On Netflix’s queer-positive Sense 8, Nomi (Jamie Clayton) and Amanita (Agyeman) have amazing sex, after which the strap-on they were using is removed and, in a close-up shot, splashes when it’s tossed to the ground. On Orange Is the New Black (also on Netflix), Big Boo’s (Lea DeLaria) girlfriend is shown dismounting her, revealing the strap-on they were using.

Perhaps most memorably, Broad City’s Abbi (Abbi Jacobson) is thrilled to score a date with her neighbor (Stephen Schneider)—and is even more excited when he requests that she “peg” him using a strap-on. The strap-on itself is as much a featured character in the episode as Abbi, and the episode is a rare instance when “pegging” during heterosexual sex is discussed on TV.

Previous mentions of pegging characterized the act as deviant, emasculating behavior, like when Tony Soprano (James Gandolfini) learns that Ralph (Joe Panolliano) likes to be pegged by Janice (Aida Turturro).

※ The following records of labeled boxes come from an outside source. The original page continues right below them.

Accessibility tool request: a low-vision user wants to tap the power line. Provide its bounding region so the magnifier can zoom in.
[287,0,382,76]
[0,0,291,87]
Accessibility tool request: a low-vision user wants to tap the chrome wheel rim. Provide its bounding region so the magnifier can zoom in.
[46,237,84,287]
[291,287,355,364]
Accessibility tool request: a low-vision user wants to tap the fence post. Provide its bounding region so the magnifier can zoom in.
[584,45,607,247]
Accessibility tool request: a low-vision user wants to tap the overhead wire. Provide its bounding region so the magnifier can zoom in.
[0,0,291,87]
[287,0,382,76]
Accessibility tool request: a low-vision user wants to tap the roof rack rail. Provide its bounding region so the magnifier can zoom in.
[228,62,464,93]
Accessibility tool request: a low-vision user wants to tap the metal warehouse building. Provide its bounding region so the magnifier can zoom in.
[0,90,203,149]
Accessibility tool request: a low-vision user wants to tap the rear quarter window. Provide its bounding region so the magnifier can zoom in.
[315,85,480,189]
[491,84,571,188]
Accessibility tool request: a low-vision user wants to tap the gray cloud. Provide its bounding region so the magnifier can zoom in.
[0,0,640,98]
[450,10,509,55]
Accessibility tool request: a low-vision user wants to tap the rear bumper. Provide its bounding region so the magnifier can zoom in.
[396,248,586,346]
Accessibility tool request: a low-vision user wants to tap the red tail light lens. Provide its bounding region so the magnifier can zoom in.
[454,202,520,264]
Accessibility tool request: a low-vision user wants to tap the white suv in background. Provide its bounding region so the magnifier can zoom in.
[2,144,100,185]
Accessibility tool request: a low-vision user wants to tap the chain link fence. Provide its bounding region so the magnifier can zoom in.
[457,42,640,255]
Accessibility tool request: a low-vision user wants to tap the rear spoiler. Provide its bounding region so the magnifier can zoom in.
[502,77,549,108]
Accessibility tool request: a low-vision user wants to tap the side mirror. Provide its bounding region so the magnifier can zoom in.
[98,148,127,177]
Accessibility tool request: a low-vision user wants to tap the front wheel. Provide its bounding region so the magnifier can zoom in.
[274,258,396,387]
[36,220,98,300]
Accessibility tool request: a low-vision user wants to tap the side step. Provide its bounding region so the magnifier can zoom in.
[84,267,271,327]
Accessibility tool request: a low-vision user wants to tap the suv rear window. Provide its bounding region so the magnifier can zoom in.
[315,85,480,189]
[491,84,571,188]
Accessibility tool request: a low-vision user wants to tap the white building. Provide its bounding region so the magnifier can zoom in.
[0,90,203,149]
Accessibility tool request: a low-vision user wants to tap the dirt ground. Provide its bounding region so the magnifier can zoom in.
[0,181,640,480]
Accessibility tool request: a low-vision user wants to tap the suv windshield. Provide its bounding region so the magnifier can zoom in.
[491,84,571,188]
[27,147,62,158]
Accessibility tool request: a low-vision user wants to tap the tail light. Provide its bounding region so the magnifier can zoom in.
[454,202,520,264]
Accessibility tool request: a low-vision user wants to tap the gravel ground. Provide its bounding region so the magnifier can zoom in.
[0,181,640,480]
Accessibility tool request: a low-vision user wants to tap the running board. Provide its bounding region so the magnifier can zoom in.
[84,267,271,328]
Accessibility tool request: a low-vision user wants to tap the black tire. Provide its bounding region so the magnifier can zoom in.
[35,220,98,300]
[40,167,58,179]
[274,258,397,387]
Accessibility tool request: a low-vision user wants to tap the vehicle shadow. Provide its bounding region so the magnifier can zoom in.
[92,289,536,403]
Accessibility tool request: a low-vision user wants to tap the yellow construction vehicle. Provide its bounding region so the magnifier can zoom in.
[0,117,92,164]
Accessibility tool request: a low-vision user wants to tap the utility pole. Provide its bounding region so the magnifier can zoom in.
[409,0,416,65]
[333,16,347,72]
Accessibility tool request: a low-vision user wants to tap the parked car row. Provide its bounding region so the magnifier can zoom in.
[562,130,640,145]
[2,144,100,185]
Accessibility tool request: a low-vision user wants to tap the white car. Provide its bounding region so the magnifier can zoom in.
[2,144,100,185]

On Shameless, a prostitute wears a strap-on to guilt Mickey (Noel Fisher), who fathered her baby, into admitting that he’s gay and “likes it in [his] poop place.” I wouldn’t characterize either of these examples as particularly celebratory, normalizing, or empowering.

The year after Broad City opened the bedroom door—so to speak—into the world of straight strap-on sex, Ryan Reynolds gets pegged by Morena Baccarin in Deadpool, penetration in honor of International Women’s Day. And in a 2020 episode of The Bold Type, the main characters have a discussion about pegging that’s very reminiscent of a conversation that might have happened on Sex and the City. But these sporadic examples hardly amount to a watershed moment—especially when the And Just Like That scene with Miranda and Che garners so much attention it nearly topples the proverbial watercooler over

Is strapping dildos to every TV show our greatest cultural concern at the moment? Of course not. But there is value in de-stigmatization, especially when it comes to sex that might thwart gender norms or feature in queer relationships. Myths and disinformation are what sees the light when something is kept in the shadows, and that spreads into an assumption of perverseness and, with that, shame.

Even the mere discussion of any of this is likely deemed provocative. That’s what TV scenes—ones with Miranda and Che included—help with. They can make sexual expression seem like what it is: ordinary.